Understanding Akka streams

Table of Contents

Actor System

The ActorSystem is the foundational component in Akka. It manages the lifecycle of actors, including their creation, supervision, and communication. When working with Akka Streams, the ActorSystem plays a crucial role in setting up the runtime environment for stream materialization and execution.

Actors are lightweight, concurrent entities that encapsulate both state and behavior. They operate asynchronously, communicating exclusively through message passing. This design avoids shared mutable state, making Akka a powerful toolkit for building highly concurrent and distributed systems.

1implicit val system: ActorSystem = ActorSystem("StreamSystem")

Defining a Source

Akka Streams is built around three core components: Source, Flow, and Sink. A Source is a starting point that produces data with one output. A Sink represents the end of the stream and consumes data through one input. A Flow is an intermediate stage that transforms elements as they pass through, with one input and one output.

The Source companion object provides several ways to create data sources, such as:
Source.empty – creates an empty source
Source.single(element) – emits a single element
Source.future(fut) – emits elements from a Future once completed
Source.apply(iterable) – creates a source from the given Iterable

1val source: Source[String, NotUsed] = Source(
2  Seq("5,10", "15,15", "78,79", "12,12", "0,0", "456,456")
3)

In the example above, a Source is created from a sequence of strings, each representing two comma-separated numbers. The type Source[String, NotUsed] indicates that the source emits String elements and materializes to a value of type NotUsed.

NotUsed is Akka's way of indicating that the source does not produce any useful value upon materialization. In Akka Streams, materialization refers to the process of running the stream and obtaining a value, which can be used to monitor or control its execution.

For example, a stream may return a Future[Done] to indicate when it completes, or a Cancellable to allow manual termination. These materialized values provide visibility and control over the stream lifecycle.

Defining a Flow

A Flow represents a processing stage with one input and one output. You can create a Flow using the Flow.apply method and customize its behavior using a variety of operators. Some common ones include:
map() – transforms each element using a provided function
log() – logs each element as it flows through the stream
take() and takeWhile() – take a subset of elements based on conditions
filter() – allows only elements that satisfy a predicate to pass through

1val parse: Flow[String, (Int, Int), NotUsed] =
2  Flow[String]
3    .map { pair =>
4      val parts = pair.split(",")
5      (parts(0).toInt, parts(1).toInt)
6    }
7
8val compare: Flow[(Int, Int), Boolean, NotUsed] =
9  Flow[(Int, Int)]
10    .map { case (userAnswer, correctAnswer) => userAnswer == correctAnswer }

In the example above, the parse flow takes input elements of type String and splits each string by a comma to form a tuple of two Int values. It outputs elements of type (Int, Int) and has a materialized value of NotUsed. Note that this version does not include error handling — if a string is malformed or missing a comma, accessing parts(1) will cause an exception, leading to a stream failure.

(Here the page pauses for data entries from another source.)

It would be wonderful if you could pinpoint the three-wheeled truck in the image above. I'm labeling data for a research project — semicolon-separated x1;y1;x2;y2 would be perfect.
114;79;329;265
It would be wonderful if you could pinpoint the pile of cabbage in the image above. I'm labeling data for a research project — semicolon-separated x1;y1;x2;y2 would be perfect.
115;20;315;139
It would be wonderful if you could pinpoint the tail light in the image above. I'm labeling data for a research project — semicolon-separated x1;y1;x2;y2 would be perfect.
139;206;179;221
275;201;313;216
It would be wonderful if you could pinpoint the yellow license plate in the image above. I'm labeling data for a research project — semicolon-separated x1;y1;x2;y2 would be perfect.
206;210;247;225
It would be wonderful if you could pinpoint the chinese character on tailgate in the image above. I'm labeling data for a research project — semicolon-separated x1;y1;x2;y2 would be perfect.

The compare flow takes these integer pairs and evaluates whether the first and second values are equal. It emits Boolean values downstream. A Sink can then be used to process these Booleans, such as counting how many comparisons returned true.

Defining a Sink

Just like Source, the Sink object offers several methods to define stream consumers. Some commonly used ones include:
Sink.fold() – accumulates stream elements and returns a Future of the final result
Sink.head – retrieves the first element of the stream as a Future
Sink.headOption – like Sink.head, but returns None if the stream is empty
Sink.last and Sink.lastOption – get the last element of the stream
Sink.foreach – applies a side-effecting function to each element, without producing a result
Sink.seq – collects all elements into a Seq

1val sink: Sink[Boolean, Future[(Int, Int)]] = Sink.fold((0, 0)) {
2  case ((correctCount, total), wasCorrect) =>
3    if (wasCorrect) (correctCount + 1, total + 1)
4    else (correctCount, total + 1)
5}

The example above defines a sink using Sink.fold(). It processes each incoming Boolean, incrementing the correctCount only if the element is true, while always incrementing the total. This mirrors the typical fold operation on collections, but in this case, it runs asynchronously and returns a Future.

1object Main extends App {
2  implicit val system: ActorSystem = ActorSystem("correctStream")
3
4  source
5    .via(parse)
6    .via(compare)
7    .runWith(sink)
8    .andThen {
9      case Failure(exception) => println(exception)
10      case Success((correct, total)) =>
11        println(s"$correct/$total correct answers")
12    }(system.dispatcher)
13    .onComplete(_ => system.terminate())(system.dispatcher)
14}

This full example ties together the stream components. The source is connected to the parse and compare flows, then run with the sink. The result is a Future[(Int, Int)], which is used to print the number of correct answers. After the stream completes, the ActorSystem is terminated.